16. Urteil der I. Zivilabteilung vom 17. Mai 1977 i.S. Kind gegen
Neuhäusler Regeste

    Art. 102 Abs. 1 und Art. 107 OR.

    1. Der Gläubiger darf dem Schuldner schon mit der Mahnung eine
Nachfrist zur Erfüllung ansetzen; Rechtsfolgen der Mahnung (E. 1a).

    2. Fristansetzung und Ausübung des Wahlrechts durch den Gläubiger;
Angemessenheit der Nachfrist (E. 1b).

    3. Schweigen auf eine vorzeitige Kündigung darf nicht als Zustimmung
ausgelegt werden, wenn der Empfänger einer Aufforderung, die in der
Kündigung enthalten ist, nicht nachkommt (E. 2).

Sachverhalt

    A.- Durch Vereinbarung vom 9. März 1973 räumte Max Neuhäusler gegen
eine prozentuale Umsatzbeteiligung dem Felix Kind das ausschliessliche
Recht ein, in der von ihm betriebenen Gaststätte in Rorschach eine
Musikbox, einen Flipperkasten, ein Tischfussballspiel und einen
Geldspielautomaten aufzustellen. Die Vereinbarung sollte fünf Jahre gelten.
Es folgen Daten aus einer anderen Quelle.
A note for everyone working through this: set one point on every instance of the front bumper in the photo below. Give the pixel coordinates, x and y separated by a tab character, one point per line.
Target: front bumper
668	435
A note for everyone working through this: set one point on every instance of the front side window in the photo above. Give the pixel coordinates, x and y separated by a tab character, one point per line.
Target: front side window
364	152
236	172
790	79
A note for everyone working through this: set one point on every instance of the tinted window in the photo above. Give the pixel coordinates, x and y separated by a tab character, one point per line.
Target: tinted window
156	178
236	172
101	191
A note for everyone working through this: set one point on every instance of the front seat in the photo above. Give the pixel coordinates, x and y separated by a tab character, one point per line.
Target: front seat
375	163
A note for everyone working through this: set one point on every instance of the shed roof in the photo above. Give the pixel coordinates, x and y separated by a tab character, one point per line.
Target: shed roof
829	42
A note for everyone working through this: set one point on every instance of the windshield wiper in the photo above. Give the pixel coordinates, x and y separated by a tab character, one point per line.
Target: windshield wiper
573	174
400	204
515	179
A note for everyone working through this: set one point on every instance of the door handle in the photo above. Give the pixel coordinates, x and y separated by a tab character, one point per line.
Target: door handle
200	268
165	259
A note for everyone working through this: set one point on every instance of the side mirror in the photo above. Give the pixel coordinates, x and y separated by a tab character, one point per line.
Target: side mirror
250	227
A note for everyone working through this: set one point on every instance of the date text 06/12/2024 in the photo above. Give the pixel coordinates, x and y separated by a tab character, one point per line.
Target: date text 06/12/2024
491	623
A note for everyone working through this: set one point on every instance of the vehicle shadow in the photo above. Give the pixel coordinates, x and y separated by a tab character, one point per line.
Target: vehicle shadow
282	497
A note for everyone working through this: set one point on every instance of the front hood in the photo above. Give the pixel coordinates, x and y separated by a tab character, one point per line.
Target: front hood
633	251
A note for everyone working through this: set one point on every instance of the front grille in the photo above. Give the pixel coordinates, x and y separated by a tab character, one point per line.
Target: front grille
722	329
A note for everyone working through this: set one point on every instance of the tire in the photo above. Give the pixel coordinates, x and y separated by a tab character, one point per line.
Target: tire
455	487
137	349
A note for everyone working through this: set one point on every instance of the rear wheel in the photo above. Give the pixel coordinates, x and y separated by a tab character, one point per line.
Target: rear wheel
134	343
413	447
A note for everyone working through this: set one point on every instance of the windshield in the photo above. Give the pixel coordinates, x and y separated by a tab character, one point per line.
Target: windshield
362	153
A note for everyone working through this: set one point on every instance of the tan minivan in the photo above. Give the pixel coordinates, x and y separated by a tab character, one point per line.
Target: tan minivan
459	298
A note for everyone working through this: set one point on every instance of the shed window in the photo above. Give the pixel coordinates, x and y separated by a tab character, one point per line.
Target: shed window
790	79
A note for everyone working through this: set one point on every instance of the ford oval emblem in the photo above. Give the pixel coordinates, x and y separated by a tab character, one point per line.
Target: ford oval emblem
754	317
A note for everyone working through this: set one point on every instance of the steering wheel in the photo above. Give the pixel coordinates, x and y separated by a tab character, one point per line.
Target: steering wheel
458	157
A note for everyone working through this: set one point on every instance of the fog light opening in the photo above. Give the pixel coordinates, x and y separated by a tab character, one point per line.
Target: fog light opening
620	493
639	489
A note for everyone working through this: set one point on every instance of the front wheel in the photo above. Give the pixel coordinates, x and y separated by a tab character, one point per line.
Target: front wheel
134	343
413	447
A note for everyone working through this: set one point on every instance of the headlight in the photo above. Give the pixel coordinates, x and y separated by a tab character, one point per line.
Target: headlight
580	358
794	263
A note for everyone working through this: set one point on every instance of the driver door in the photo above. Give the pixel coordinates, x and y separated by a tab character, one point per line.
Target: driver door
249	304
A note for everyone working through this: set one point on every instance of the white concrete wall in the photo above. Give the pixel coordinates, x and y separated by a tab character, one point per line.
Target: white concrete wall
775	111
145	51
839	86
    Mit Schreiben vom 29. November 1974 kündigte Neuhäusler den Vertrag
auf den 30. November des gleichen Jahres, weil Kind entgegen übernommener
Verpflichtungen Betriebsstörungen in Apparaten nicht innert 24 Stunden
beheben und sein Kundendienst angeblich auch sonst sehr zu wünschen übrig
liess. Er fügte bei, dass sämtliche Apparate spätestens bis 31. Dezember
1974 zu entfernen seien.

    Kind liess in einem Schreiben seines Anwaltes vom 14. Januar 1975 die
gegen ihn erhobenen Vorwürfe bestreiten. Zugleich forderte er Neuhäusler
auf, die Apparate innert zwei Tagen wieder in Betrieb zu nehmen und die
Erklärung abzugeben, den Vertrag künftig einzuhalten, ansonst er für die
restliche Dauer von 39 Monaten rund Fr. 50'000.-- Schadenersatz zahlen
müsste. Da Neuhäusler der Aufforderung nicht nachkam, holte Kind die
Apparate später ab.

    B.- Im März 1975 klagte Kind gegen Neuhäusler auf Zahlung von
Fr. 45'000.-- nebst 5% Zins ab 4. Februar 1975.

    Das Bezirksgericht Rorschach und auf Appellation hin am 23. September
1976 auch das Kantonsgericht St. Gallen wiesen die Klage ab.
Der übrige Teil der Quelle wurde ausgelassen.